-
Bug
-
Resolution: Fixed
-
Blocker
This is against 1.35
EC2Cloud.java has several synchronized methods that can be called from various timers. getNewOrExistingAvailableSlave() and connect() are the problematic ones in this case. Our installation heavily utilizes the spot market and we have a high number of nodes in our fleet.
Under load you can easily get into a situation where one thread is terminating an instance and at the same time another is trying to provision a new one. The liberal use of synchronized methods in EC2Cloud is not safe. A finer-grained locking strategy, or moving to a lockless strategy is advisable.
{{------------------------------------------------------------------------------------------------------------
T1 "Handling POST /view/Adhoc/job/admin_FailedSourceReplayRunner/build from xxx.xx.xxx.xx : RequestHandlerThread2247"
– parking to wait for <0x000000060090c078> (a java.util.concurrent.locks.ReentrantLock$NonfairSync)
which is held by T2 "EC2 alive slaves monitor thread"
------------------------------------------------------------------------------------------------------------
"Handling POST /view/Adhoc/job/admin_FailedSourceReplayRunner/build from xxx.xx.xxx.xx : RequestHandlerThread2247":
at sun.misc.Unsafe.park(Native Method)
- parking to wait for <0x000000060090c078> (a java.util.concurrent.locks.ReentrantLock$NonfairSync)
at java.util.concurrent.locks.LockSupport.park(LockSupport.java:186)
at java.util.concurrent.locks.AbstractQueuedSynchronizer.parkAndCheckInterrupt(AbstractQueuedSynchronizer.java:834)
at java.util.concurrent.locks.AbstractQueuedSynchronizer.acquireQueued(AbstractQueuedSynchronizer.java:867)
at java.util.concurrent.locks.AbstractQueuedSynchronizer.acquire(AbstractQueuedSynchronizer.java:1197)
at java.util.concurrent.locks.ReentrantLock$NonfairSync.lock(ReentrantLock.java:214)
at java.util.concurrent.locks.ReentrantLock.lock(ReentrantLock.java:290)
at hudson.model.Queue.schedule2(Queue.java:556)
at hudson.model.Queue.schedule2(Queue.java:679)
at hudson.model.Queue.schedule(Queue.java:672)
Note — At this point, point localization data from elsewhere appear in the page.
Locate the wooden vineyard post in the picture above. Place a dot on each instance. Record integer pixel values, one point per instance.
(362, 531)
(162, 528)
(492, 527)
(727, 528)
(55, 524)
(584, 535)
at hudson.model.ParametersDefinitionProperty._doBuild(ParametersDefinitionProperty.java:173)
-------------------------------------------------------------------------------------------------------
T2 "EC2 alive slaves monitor thread"
– waiting to lock <0x000000061ef25978> (a hudson.plugins.ec2.AmazonEC2Cloud)
which is held by T3 "jenkins.util.Timer 7
-------------------------------------------------------------------------------------------------------
"EC2 alive slaves monitor thread":
at hudson.plugins.ec2.EC2Cloud.connect(EC2Cloud.java:619)
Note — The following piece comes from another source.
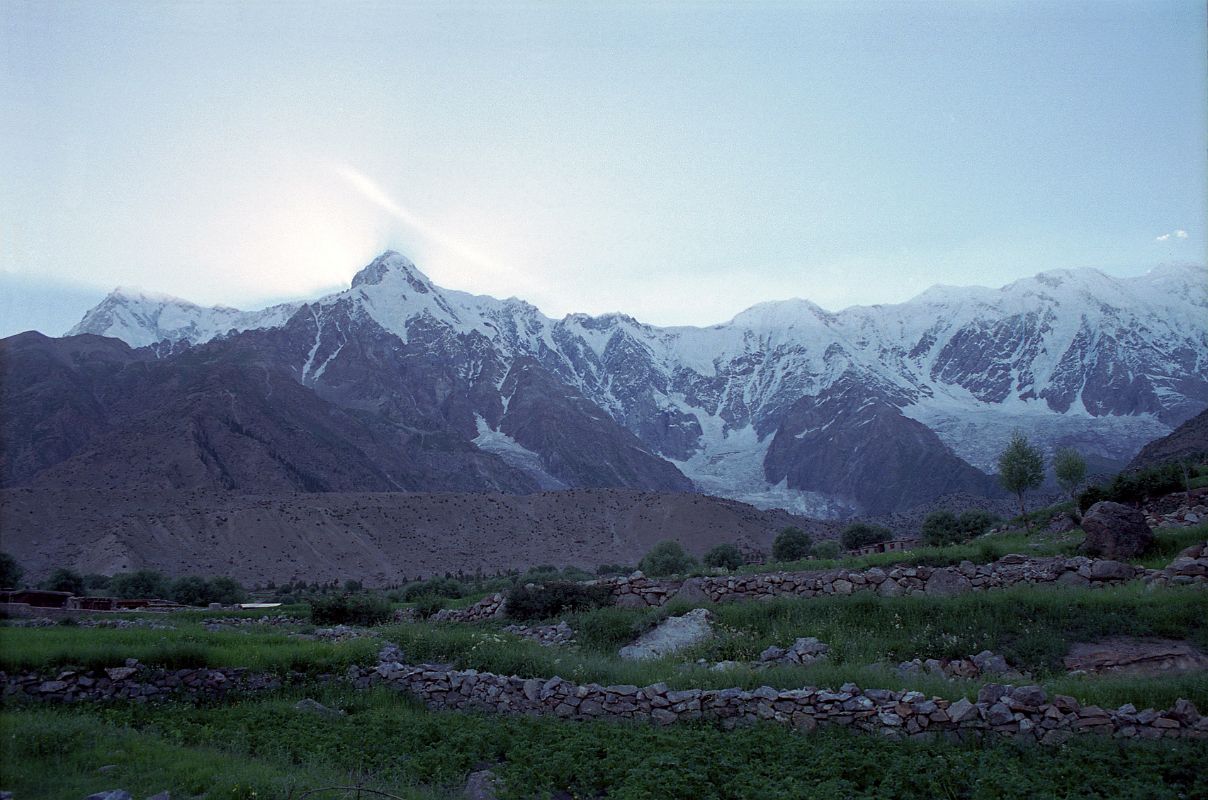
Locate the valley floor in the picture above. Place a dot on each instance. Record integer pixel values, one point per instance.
(262, 746)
- waiting to lock <0x000000061ef25978> (a hudson.plugins.ec2.AmazonEC2Cloud)
at hudson.plugins.ec2.EC2SpotSlave.getSpotRequest(EC2SpotSlave.java:114)
at hudson.plugins.ec2.EC2SpotSlave.getInstanceId(EC2SpotSlave.java:155)
at hudson.plugins.ec2.EC2Computer._describeInstanceOnce(EC2Computer.java:165)
at hudson.plugins.ec2.EC2Computer._describeInstance(EC2Computer.java:149)
at hudson.plugins.ec2.EC2Computer.describeInstance(EC2Computer.java:107)
at hudson.plugins.ec2.EC2Computer.getUptime(EC2Computer.java:133)
at hudson.plugins.ec2.EC2RetentionStrategy.internalCheck(EC2RetentionStrategy.java:104)
at hudson.plugins.ec2.EC2RetentionStrategy.check(EC2RetentionStrategy.java:85)
at hudson.plugins.ec2.EC2RetentionStrategy.check(EC2RetentionStrategy.java:43)
at hudson.slaves.SlaveComputer$4.run(SlaveComputer.java:717)
at hudson.model.Queue._withLock(Queue.java:1320)
at hudson.model.Queue.withLock(Queue.java:1197)
at hudson.slaves.SlaveComputer.setNode(SlaveComputer.java:714)
at hudson.model.AbstractCIBase.updateComputer(AbstractCIBase.java:118)
at hudson.model.AbstractCIBase.access$000(AbstractCIBase.java:44)
at hudson.model.AbstractCIBase$2.run(AbstractCIBase.java:186)
at hudson.model.Queue._withLock(Queue.java:1320)
at hudson.model.Queue.withLock(Queue.java:1197)
at hudson.model.AbstractCIBase.updateComputerList(AbstractCIBase.java:169)
at jenkins.model.Jenkins.updateComputerList(Jenkins.java:1338)
at jenkins.model.Nodes$4.run(Nodes.java:219)
at hudson.model.Queue._withLock(Queue.java:1320)
at hudson.model.Queue.withLock(Queue.java:1197)
at jenkins.model.Nodes.removeNode(Nodes.java:210)
at jenkins.model.Jenkins.removeNode(Jenkins.java:1860)
at hudson.plugins.ec2.EC2SpotSlave.terminate(EC2SpotSlave.java:101)
-------------------------------------------------------------------------------------------------------------
T3 "jenkins.util.Timer 7"
– parking to wait for <0x000000060090c078> (a java.util.concurrent.locks.ReentrantLock$NonfairSync)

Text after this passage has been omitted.